In the audit step, we check whether the data allow for reproduction of published figures from the original dataset and relationships between variables and other data characteristics are preserved in the anonymization process. In short, we check whether the dataset is valid for analytical purposes. There are no figures available that were published from the dataset and need to be reproducible from the anonymized data.

In Step 2, we explored the data characteristics and relationships between variables. These data characteristics and relationships have been mainly preserved, since we took them into account when choosing the appropriate anonymization methods. Since values of the variable “AGEYRS” were not perturbed, but only recoded and suppressed, we did not introduce unlikely combinations, such as a 60-year-old individual enrolled in primary education. Also, by separating the anonymization process into two parts, one for household-level variables and one for individual-level variables, the values of variables measured at the household level agree for all members of each household.

Furthermore, we drafted two reports, internal and external, on the anonymization of the case study dataset. The internal report includes the methods used, the risk before and after anonymization as well as the reasons for the selected methods and their parameters. The external report focuses on the changes in the data and the loss in utility. Focus here should be on the number of suppressions as well as the perturbative methods (PRAM). This is described in the previous steps.

Note

When creating a PUF, it is inevitable that there will be a loss of information and it is very important for the users to be aware of these changes and release them in a report that accompanies the data.

Appendix C provides examples of an internal and external report of the anonymization process of this dataset.

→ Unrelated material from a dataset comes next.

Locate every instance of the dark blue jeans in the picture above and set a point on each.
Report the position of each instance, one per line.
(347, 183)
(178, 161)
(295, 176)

Depending on the users and readers of the reports, the content may differ.

Note

The report() function in sdcMicro is at this point not useful, since this will only report on the SDC measures in the second case study.

However, the report should contain the entire process, including the measures applied in case study 1.

Step 12: Data release

The final step is the release of the anonymized dataset together with the external report. Listing 46 shows how to export the anonymized dataset as STATA file. The Section Read functions in R presents functions for exporting files in other data formats.

Listing 46 Exporting the anonymized PUF file
1
2
# Create STATA file
write.dta(dataframe = dataAnon, file= 'Case2DataAnon.dta', convert.dates=TRUE)
[1]Other methods and guidance on treating datasets where household size is a quasi-identifier are discussed in the Section Anonymization of the quasi-identifier household size.
[2]For illustrative purposes, we only show this evaluation for the expenditure variables. It can be easily copied for the income variables. The results are similar.
[3]To compute the GINI coefficient, bootstrap to construct the confidence intervals and plot the Lorenz curve we used the R packages laeken, reldist, bootstrap and ineq.